When you look at the complete picture the cost of storage per GB on a VLS is a much as on 1st tier SAN storage. That one doesn’t fly well. At least the SAN has decent redundancy and is luckily a 100 fold more robust and reliable. Why buy a VLS when you can have a premier tier SAN for the same cost, the VLS functionality? No sir that also never lived up to its promises. It has come to the point that the VTL, due to the underlying issues with the device, are more error prone than our Physical Tape Library. That’s just sad. Anyway, we never got the benefits we expected form those VTL. For disk based backup I don’t want a Virtual Tape Library System anymore. It just isn’t worth the cost and hassle.

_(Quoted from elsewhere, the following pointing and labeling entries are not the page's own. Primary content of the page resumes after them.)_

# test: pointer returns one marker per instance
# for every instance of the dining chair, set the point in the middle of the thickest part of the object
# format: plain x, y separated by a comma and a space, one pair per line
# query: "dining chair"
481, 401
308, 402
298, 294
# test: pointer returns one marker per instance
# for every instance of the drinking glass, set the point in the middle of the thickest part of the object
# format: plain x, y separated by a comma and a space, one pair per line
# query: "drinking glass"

Look you can buy 100 TB of SATA storage, put it in couple of super micro disk bays, add a 10Gbps Ethernet to your backup network and you’re good to go. Hey that even gives you RAID 6, the ability to add hot spares etc. You buy some spare disks, controllers, NICS, and perhaps even just build two of these setups. That would give you redundant backup to two times 100 TB for under 60.000 €. A VLS with 100TB, support and licensing will put you back the 5 fold of that. Extending that capacity costs an arm and a leg and you’re babysitting it anyway so why bleed money while doing that?

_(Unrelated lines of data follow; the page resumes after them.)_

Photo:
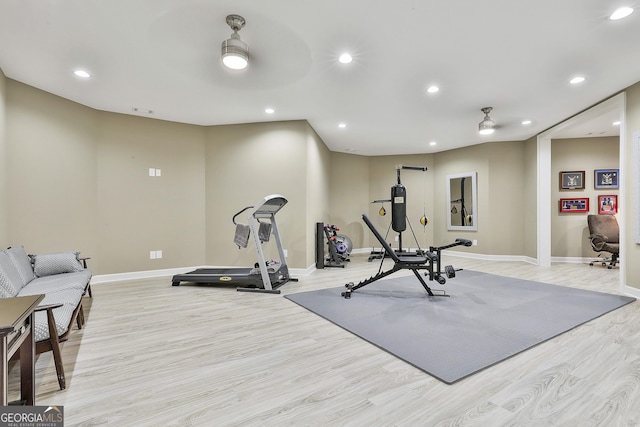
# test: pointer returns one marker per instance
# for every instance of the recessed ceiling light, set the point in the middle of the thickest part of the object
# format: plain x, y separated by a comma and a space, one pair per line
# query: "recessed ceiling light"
82, 73
345, 58
620, 13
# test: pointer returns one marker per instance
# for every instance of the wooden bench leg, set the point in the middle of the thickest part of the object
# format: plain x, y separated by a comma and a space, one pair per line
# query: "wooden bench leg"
55, 349
80, 318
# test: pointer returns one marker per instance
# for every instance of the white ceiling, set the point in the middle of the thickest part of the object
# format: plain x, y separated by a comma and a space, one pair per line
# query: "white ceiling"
164, 56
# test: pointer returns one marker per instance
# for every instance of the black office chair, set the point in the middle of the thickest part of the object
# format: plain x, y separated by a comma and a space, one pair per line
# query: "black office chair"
604, 235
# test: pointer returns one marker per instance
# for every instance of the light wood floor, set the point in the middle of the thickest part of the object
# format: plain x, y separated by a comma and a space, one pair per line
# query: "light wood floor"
156, 355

Does this sound crazy? Is this blasphemy? The dirty little secret they don’t like you to know is that’s how cloud players are doing it. First tier storage is always top notch, but if you talk about backing up several hundreds of terabytes of data, the backup solutions by the big vendors are prohibitively expensive. This industry looks a lot like a mafia racketeering business. Well if you don’t buy it you’ll get into trouble, you’ll lose your data. You won’t’ be able to handle it otherwise. Accidents do happen. The guys selling it even dress like mobsters in their suits. But won’t you miss out on cool things like deduplication? If your backup software supports it you can still have that. The licensing cost for this isn’t that bad a deal when compared to VLS storage costs. And do realize instead of 2100 TB you could make due to 2 25 TB. Hey that price even dropped even more.

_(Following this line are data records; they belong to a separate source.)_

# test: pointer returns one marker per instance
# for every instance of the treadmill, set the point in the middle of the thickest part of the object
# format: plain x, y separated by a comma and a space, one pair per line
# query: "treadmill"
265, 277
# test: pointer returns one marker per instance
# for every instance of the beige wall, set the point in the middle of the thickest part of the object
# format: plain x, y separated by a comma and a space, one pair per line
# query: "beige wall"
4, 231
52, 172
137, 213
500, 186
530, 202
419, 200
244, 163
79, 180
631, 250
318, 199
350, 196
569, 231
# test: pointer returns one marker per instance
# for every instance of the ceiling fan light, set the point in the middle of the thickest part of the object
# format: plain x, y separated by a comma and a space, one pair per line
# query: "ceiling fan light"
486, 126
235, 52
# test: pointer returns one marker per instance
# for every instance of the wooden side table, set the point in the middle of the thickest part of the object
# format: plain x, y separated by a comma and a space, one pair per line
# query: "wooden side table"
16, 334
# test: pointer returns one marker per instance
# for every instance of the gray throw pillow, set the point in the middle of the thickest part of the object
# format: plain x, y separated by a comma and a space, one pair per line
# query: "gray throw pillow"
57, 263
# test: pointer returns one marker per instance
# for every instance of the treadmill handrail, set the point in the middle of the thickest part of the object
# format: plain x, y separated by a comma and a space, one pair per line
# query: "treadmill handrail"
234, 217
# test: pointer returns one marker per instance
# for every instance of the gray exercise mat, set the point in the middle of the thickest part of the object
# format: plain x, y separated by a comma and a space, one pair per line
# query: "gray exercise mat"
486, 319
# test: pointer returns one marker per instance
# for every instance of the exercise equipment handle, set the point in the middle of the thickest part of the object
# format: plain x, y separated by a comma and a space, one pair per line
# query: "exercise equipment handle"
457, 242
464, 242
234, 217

When it comes to provisioning storage our strategy is to buy as much of your storage needs during the acquisition phase. That’s the only time deals can be made. The amount of discounts you’ll get will make you wonder what the markup in this market actually. It must be huge. And storage can’t cost as much as you think to build as they would like us to believe. Last time the storage sales guy even told us they were not making any money on the deal. Amazing how companies giving away their products have very good profit margins, highly paid employees with sales bonuses and 40.000 € cars If one vendor or reseller ever tells you that things will get cheaper with time, they are lying. They are actually saying their profit margins will increase during the life cycle of you storage solution. Look, all 1st tier storage is going to be expensive. The best you can hope for is to get a good quality product that performs as promised and doesn’t let you down. We’ve been fortunate in that respect to our SAN solutions but when it comes to backup solutions I’m not pleased with the state of that industry. Backups are extremely important live savers, but for some reason the technology and products remain very buggy, error prone, labor intensive and become very expensive when the data volumes and backup requirements rise.